There was no significant difference between the untreated control and repeated tamoxifen oral dosing for sodium (Na), magnesium (Mg), phosphate (PO₄), total bilirubin (TBIL), triglycerides (TRIG), urea (UREA), creatinine (CREAT), glucose (GLUC), non-esterified fatty acids (NEFA), and globulin (GLOB). Although there was a tendency to increase bile acids (BA) with repeated tamoxifen, there was no significant differences compared to untreated control. Repeated tamoxifen oral dosing plus PSP extract tended to reduce BA level compared to untreated control. For cholesterol (CHOL), repeated tamoxifen oral dosing showed comparable levels to untreated control, however, repeated tamoxifen oral dosing plus PSP extract showed reduced cholesterol compared to untreated control (p < 0.05).

For potassium (K; p < 0.01), chlorine (Cl; p < 0.001), creatine kinase (CK; p < 0.05), alanine aminotransferase (ALT; p < 0.05) and aspartate aminotransferase (AST; p < 0.001), there was a significant increase between untreated control and repeated tamoxifen oral dosing levels. Repeated tamoxifen oral dosing plus PSP extract reduced these values compared to untreated control.

For carbon dioxide (CO₂), there was a significant decrease between untreated control and repeated tamoxifen oral dosing (p < 0.05). Repeated tamoxifen oral dosing plus PSP extract increased this to untreated control levels.

For calcium (Ca), there was a significant decrease between untreated control and repeated tamoxifen oral dosing levels (p < 0.05). Although there was no significant difference, repeated dose tamoxifen plus extract increased this value slightly.

For TP and ALB, there was a significant decrease between untreated control and repeated tamoxifen oral dosing levels (p < 0.05 and p < 0.001, respectively). However, there was no significant difference between repeated tamoxifen oral dosing plus PSP extract and repeated tamoxifen oral dosing.

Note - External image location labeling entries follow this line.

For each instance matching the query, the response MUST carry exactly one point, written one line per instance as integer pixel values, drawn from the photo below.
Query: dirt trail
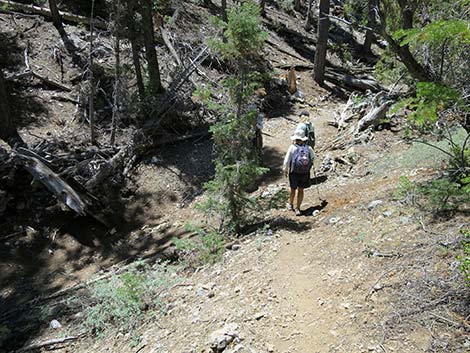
(315, 284)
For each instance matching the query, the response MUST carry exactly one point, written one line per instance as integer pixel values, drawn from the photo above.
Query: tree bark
(371, 23)
(149, 43)
(92, 80)
(262, 5)
(7, 127)
(56, 19)
(224, 10)
(135, 47)
(320, 50)
(308, 19)
(297, 5)
(117, 72)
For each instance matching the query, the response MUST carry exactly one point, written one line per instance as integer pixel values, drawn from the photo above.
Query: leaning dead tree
(6, 6)
(320, 49)
(7, 127)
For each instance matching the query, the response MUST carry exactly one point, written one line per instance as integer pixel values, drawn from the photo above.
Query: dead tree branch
(6, 6)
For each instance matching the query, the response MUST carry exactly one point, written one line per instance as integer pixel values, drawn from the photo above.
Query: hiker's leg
(292, 196)
(300, 197)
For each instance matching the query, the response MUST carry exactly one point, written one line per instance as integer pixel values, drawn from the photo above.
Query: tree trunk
(371, 23)
(224, 10)
(7, 127)
(92, 80)
(320, 50)
(117, 72)
(135, 47)
(149, 43)
(56, 19)
(308, 19)
(297, 5)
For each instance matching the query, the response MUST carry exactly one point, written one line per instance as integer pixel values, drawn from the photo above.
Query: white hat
(299, 134)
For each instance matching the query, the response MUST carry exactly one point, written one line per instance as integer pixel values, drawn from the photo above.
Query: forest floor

Alkaline phosphatase (ALP) results showed that repeated tamoxifen oral dosing was not significantly different to untreated control (p < 0.05). However, there was a significant increase between untreated control and repeated tamoxifen oral dosing plus PSP extract (p < 0.001). Although there was an increase in gamma-glutamyl transpeptidase (GGT) with tamoxifen (and a concomitant decrease with tamoxifen plus PSP extract), GGT values were not significantly different between the groups.

In this study, all microsomal incubation conditions were within the linear range of the reaction rate, and greater than 10% of the substrate was depleted compared to the initial substrate amount (t = 0 min) (Yang et al., 2013). Using substrate depletion constant rates (Obach and Reed-Hagen, 2002), the estimated K_m value [substrate concentration at half the maximum velocity (V_max)] of tamoxifen was 18 μM, indicating that the tamoxifen concentration (5 µM) used in this study was acceptable.

Tamoxifen was stable with microsomal incubation that lacked the NADPH regenerating system indicating that the depletion of tamoxifen in female rat hepatic microsomes was NADPH dependent. Compared with the in vitro Cl_int of the control (12 ± 4.2 μL/min/mg microsomal proteins), there were no significant differences observed for the in vitro Cl_int of tamoxifen when co-incubated with different PSP extract concentrations (10, 50, and 100 μg/mL) (Table 4). Consequently, it is unlikely that the PSP extract (between 10 and 100 μg/mL) will significantly inhibit the metabolism of tamoxifen which is pharmacologically mediated via CYP activity.

The disappearance of tamoxifen was also examined in male rat microsomes, and it was found that the clearance rate of tamoxifen was about three-fold faster than the female rat microsome. As in the female microsomes, PSP extract did not appear to alter the depletion of tamoxifen in the male rat microsome (data not shown).